Since the early 1980s, the California Current has been experiencing an increased frequency of El Niño events, with large El Niño events occurring every 5-6 years: 1976-77, 1982-83, 1986-87, 1991-92, 1997-98, 2002-03 and again in 2009-10. A higher frequency of El Niño events appears to be a characteristic of the extended periods of warm ocean conditions. From 1992 to 1998, the Oregon and Washington coasts experienced almost continuous El Niño-like conditions during summer (i.e., reduced upwelling and warmer ocean conditions). Since 1998, ocean conditions have improved markedly, and another regime shift may have been initiated in late 1998. This shift to productive conditions was interrupted for 3 years (late 2002-late 2005), and again in 2013-14. Whether or not short-term (3-5 year) variability will become the norm remains to be seen.
It is unclear why ENSO activity has a variable impact on the Pacific Northwest, but one problem is that we do not know precisely how ENSO signals are transmitted from the equator to the PNW. Signals can arrive through the ocean via Kelvin waves, which propagate up the coast of North America.
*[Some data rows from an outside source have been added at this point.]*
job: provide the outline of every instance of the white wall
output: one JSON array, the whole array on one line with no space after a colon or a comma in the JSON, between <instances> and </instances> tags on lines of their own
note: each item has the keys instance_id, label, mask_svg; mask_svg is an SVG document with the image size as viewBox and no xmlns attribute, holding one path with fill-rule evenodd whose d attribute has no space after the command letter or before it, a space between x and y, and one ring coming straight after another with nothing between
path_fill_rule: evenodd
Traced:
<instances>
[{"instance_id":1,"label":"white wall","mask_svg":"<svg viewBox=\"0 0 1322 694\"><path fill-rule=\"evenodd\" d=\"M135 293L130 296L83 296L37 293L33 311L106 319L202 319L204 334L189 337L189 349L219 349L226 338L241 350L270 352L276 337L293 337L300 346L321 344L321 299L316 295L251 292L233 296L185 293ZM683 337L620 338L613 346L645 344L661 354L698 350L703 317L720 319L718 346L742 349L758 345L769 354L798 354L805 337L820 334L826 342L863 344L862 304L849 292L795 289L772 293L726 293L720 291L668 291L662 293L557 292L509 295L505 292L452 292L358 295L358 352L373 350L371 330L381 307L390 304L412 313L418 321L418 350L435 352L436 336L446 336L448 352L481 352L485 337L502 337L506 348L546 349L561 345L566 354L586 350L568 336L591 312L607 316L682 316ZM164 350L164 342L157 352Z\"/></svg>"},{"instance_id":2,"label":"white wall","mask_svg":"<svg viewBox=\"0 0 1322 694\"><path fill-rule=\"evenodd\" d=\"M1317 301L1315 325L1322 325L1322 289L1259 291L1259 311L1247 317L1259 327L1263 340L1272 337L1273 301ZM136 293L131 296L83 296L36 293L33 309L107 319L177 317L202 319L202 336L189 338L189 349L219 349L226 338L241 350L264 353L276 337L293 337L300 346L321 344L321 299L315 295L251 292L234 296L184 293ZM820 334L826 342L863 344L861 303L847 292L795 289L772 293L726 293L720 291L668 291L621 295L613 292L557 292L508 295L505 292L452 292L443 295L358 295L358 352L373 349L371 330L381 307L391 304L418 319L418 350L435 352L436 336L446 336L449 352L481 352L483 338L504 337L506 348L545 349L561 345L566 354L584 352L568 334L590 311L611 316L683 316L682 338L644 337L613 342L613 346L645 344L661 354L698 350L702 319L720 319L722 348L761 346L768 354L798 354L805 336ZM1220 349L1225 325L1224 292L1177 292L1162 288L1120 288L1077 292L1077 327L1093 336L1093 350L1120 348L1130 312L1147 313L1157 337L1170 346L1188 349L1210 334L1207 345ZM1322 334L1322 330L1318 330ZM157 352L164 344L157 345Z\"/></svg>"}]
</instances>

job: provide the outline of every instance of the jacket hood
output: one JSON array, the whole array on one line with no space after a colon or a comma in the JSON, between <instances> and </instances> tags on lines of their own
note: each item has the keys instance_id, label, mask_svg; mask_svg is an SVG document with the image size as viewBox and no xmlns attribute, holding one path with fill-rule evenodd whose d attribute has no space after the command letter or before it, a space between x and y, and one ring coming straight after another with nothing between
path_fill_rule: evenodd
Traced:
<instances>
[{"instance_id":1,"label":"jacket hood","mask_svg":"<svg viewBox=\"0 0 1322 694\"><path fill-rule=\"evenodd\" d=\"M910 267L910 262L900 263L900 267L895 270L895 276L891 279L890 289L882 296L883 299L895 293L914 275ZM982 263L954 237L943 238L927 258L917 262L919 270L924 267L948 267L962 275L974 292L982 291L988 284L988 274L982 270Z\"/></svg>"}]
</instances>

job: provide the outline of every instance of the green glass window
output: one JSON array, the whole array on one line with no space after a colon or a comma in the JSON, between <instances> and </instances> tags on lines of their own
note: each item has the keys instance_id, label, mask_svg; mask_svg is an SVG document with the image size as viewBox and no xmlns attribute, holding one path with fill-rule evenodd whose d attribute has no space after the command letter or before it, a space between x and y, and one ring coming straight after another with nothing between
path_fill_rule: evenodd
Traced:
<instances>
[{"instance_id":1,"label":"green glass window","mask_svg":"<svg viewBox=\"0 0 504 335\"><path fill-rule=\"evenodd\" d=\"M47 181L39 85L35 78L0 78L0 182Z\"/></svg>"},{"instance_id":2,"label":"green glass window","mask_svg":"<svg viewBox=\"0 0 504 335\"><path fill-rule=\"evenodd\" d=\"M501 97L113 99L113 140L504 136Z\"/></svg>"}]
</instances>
ENSO signals can also be transmitted through atmospheric teleconnections. El Niño conditions can strengthen the Aleutian Low pressure system over the Gulf of Alaska; thus, adjustments in the strength and location of low pressure atmospheric cells at the equator can affect our local weather. This results in more frequent large storms in winter and disruption of upwelling winds in spring and summer. A summary of these interactions is available from NOAA's Earth Systems Research Laboratory.
|Table CPV-01.||Summary of the manner in which the sign of the PDO influences broad–scale and local physical ocean condition indicators as well as biological indicators.|
|Cool PDO||Warm PDO|
|Broad–scale ocean indicators|
|Pacific Decadal Oscillation values||negative||positive|
|Multivariate ENSO Index values||negative||positive|
|Local physical indicators|
|Upwelling||may not be related to PDO|
|Physical spring transitiona||may not be related to PDO|
|Sea surface temperatures||cold||warm|
|Continental shelf water type||cold and salty||warm and fresh|
|Local and regional biological indicators|
|Copepod species richness||low||high|
|Northern copepod biomass||positive anomaly||negative anomaly|
|Southern copepod biomass||negative anomaly||positive anomaly|
|Euphausiid egg abundance in shelf water||usually high||usually low|
|Biological spring transition||early||late|
|Snake River Chinook SARsc||high||low|
|Forage fish abundances||many||few|
|Pacific hake abundances||few||many|
a (Logerwell et al. 2003)
b (OPIH) Oregon Production Index, Hatchery
c Smolt to adult returns (see Scheurell and Williams 2005)
These simple relationships only hold during years of persistent recurrence of one phase of the PDO. During transitional years, such as 1998-1999, 2002-2003, and 2006-07, there are time lags in the ecosystem responses. For example, after the 1998 and 2002 climate shifts, water temperatures lagged the PDO by 1-2 months, changes in copepod biodiversity lagged the PDO index by 4-6 months, and changes in copepod biomass lagged the PDO by 2 years. Similarly, increases in abundances of forage fish and juvenile salmon lagged the PDO index changes by 1-2 years. The strongly negative "cool phase" PDO of 2008 yielded good returns of salmon (particularly coho salmon) in 2009.